The section we are interested in that output is:

  Service Monitor Selector:
    Match Labels:
      Release:  prometheus-operator

This is the label that has to be matched in the ServiceMonitor CRD.

Our ServiceMonitor MUST have this label:

kubectl -n myapp-gar describe servicemonitors myapp-api-svc-live
Name:         myapp-api-svc-live
Namespace:    myapp-gar
Labels:       app.kubernetes.io/instance=myapp-gar-api-svc-live
              app.kubernetes.io/managed-by=Tiller
              app.kubernetes.io/name=myapp-api-svc-live
              app.selector=myapp-api-svc-live
              helm.sh/chart=master-service-1-0.1.3
              release=prometheus-operator			<------- It has the label
Annotations:  <none>
API Version:  monitoring.coreos.com/v1
Kind:         ServiceMonitor
Metadata:
  Creation Timestamp:  2019-11-07T18:47:26Z
  Generation:          1
  Resource Version:    95279034
  Self Link:           /apis/monitoring.coreos.com/v1/namespaces/myapp-gar/servicemonitors/myapp-api-svc-live
  UID:                 0b020a96-018f-11ea-9ce4-024e93ab8437
Spec:
  Endpoints:
    Interval:  30s
    Path:      /foo
    Port:      prometheus
    Scheme:    http
  Namespace Selector:
    Match Name:
      myapp-gar
  Selector:
    Match Labels:
      app.selector:  myapp-api-v1.1.1
Events:              <none>

When this Prometheus (because you can have multiple instances of Prometheus running) sees a ServiceMonitor with this label, it will add it into the list of ServiceMonitors it monitors.

ServiceMonitor Configuration

The ServiceMonitor configuration also has label selectors and it uses these selectors to find the endpoints to monitor. From our previous ServiceMonitor describe output we saw this section:

  Selector:
    Match Labels:
      app.selector:  myapp-api-v1.1.1

This section is configuring a label to select from a Kuberenetes Service on which endpoint to include in.

This means that the Kubernetes Service needs to have this label for the Prometheus ServiceMonitor to find the endpoints to monitor.

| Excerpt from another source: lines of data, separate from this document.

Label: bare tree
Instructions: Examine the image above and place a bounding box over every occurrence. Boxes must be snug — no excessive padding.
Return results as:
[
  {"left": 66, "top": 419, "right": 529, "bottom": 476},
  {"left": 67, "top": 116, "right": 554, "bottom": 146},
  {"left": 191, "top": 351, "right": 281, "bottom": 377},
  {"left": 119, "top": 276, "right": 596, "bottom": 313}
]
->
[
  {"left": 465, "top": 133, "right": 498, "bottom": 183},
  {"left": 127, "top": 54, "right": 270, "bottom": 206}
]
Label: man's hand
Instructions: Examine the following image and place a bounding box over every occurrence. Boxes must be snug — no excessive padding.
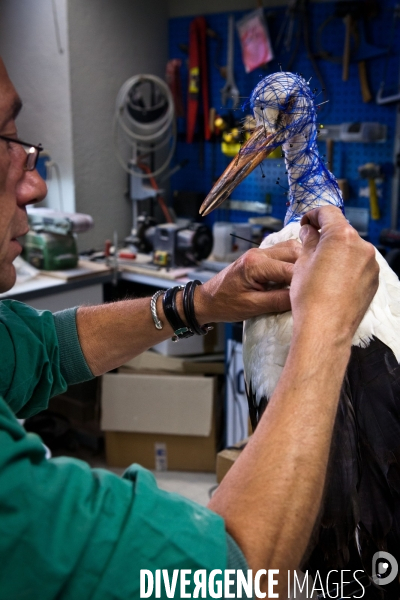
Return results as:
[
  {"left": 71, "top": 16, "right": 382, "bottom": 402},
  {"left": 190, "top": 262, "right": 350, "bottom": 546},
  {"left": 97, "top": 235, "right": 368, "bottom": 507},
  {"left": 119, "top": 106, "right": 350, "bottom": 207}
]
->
[
  {"left": 195, "top": 240, "right": 301, "bottom": 324},
  {"left": 291, "top": 206, "right": 379, "bottom": 345}
]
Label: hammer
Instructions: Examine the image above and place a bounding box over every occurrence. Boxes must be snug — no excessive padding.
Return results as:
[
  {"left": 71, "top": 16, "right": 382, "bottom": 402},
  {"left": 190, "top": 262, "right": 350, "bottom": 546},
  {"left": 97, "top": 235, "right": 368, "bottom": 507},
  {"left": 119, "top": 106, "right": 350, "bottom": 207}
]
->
[{"left": 358, "top": 163, "right": 382, "bottom": 220}]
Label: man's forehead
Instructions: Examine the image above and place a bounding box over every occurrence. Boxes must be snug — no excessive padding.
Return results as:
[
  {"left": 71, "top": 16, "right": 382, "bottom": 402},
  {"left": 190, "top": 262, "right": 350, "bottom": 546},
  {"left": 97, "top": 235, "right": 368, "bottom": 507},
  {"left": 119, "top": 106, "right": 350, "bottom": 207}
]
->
[{"left": 0, "top": 58, "right": 22, "bottom": 128}]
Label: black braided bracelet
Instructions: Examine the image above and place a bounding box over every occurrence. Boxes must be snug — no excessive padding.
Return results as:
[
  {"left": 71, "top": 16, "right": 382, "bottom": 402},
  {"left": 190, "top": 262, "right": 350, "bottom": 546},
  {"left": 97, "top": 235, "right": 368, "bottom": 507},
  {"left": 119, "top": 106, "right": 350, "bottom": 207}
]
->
[
  {"left": 183, "top": 280, "right": 213, "bottom": 336},
  {"left": 183, "top": 281, "right": 202, "bottom": 335},
  {"left": 162, "top": 286, "right": 194, "bottom": 342}
]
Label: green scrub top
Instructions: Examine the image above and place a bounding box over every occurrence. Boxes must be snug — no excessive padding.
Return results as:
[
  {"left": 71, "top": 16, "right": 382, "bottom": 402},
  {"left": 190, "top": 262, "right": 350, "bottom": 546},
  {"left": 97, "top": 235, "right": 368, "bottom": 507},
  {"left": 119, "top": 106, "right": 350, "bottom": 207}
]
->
[{"left": 0, "top": 299, "right": 247, "bottom": 599}]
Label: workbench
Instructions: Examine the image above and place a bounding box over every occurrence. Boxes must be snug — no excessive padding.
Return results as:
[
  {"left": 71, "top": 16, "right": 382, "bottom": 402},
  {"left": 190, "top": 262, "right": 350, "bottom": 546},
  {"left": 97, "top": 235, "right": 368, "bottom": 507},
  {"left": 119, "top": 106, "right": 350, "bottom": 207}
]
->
[
  {"left": 0, "top": 264, "right": 216, "bottom": 312},
  {"left": 0, "top": 271, "right": 113, "bottom": 312}
]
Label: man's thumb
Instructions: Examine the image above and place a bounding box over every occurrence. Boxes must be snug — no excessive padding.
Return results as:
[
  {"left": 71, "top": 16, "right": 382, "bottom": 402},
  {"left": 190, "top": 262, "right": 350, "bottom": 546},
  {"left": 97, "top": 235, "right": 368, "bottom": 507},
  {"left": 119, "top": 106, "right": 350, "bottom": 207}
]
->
[{"left": 300, "top": 224, "right": 320, "bottom": 251}]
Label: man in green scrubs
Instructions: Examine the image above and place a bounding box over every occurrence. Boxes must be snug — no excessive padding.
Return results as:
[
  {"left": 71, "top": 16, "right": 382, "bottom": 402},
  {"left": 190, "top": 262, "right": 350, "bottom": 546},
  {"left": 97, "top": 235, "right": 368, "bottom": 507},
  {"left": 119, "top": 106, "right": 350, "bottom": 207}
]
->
[{"left": 0, "top": 56, "right": 379, "bottom": 599}]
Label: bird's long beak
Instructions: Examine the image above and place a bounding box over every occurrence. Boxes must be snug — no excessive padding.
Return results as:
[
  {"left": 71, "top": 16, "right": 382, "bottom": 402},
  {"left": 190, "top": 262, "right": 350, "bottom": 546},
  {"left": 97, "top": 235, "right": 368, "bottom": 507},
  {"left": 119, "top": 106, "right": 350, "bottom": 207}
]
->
[{"left": 199, "top": 126, "right": 278, "bottom": 216}]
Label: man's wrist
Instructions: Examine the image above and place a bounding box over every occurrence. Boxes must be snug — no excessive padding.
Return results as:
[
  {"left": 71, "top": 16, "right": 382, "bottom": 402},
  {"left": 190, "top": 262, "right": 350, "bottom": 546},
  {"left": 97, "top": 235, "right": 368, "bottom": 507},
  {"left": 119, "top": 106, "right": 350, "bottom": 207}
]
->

kubectl -n myall-gar describe svc myapp-api-svc-live
Name:              myapp-api-svc-live
Namespace:         myapp-gar
Labels:            app.kubernetes.io/instance=myapp-gar-api-svc-live
                   app.kubernetes.io/managed-by=Tiller
                   app.kubernetes.io/name=myapp-api-svc-live
                   app.selector=myapp-api-v1.1.1                        <------ Needs this lable in the Kube Service
                   helm.sh/chart=master-service-1-0.1.3

You should now be able to go to Status->Targets in the Prometheus WebGUI and see your targets being scraped.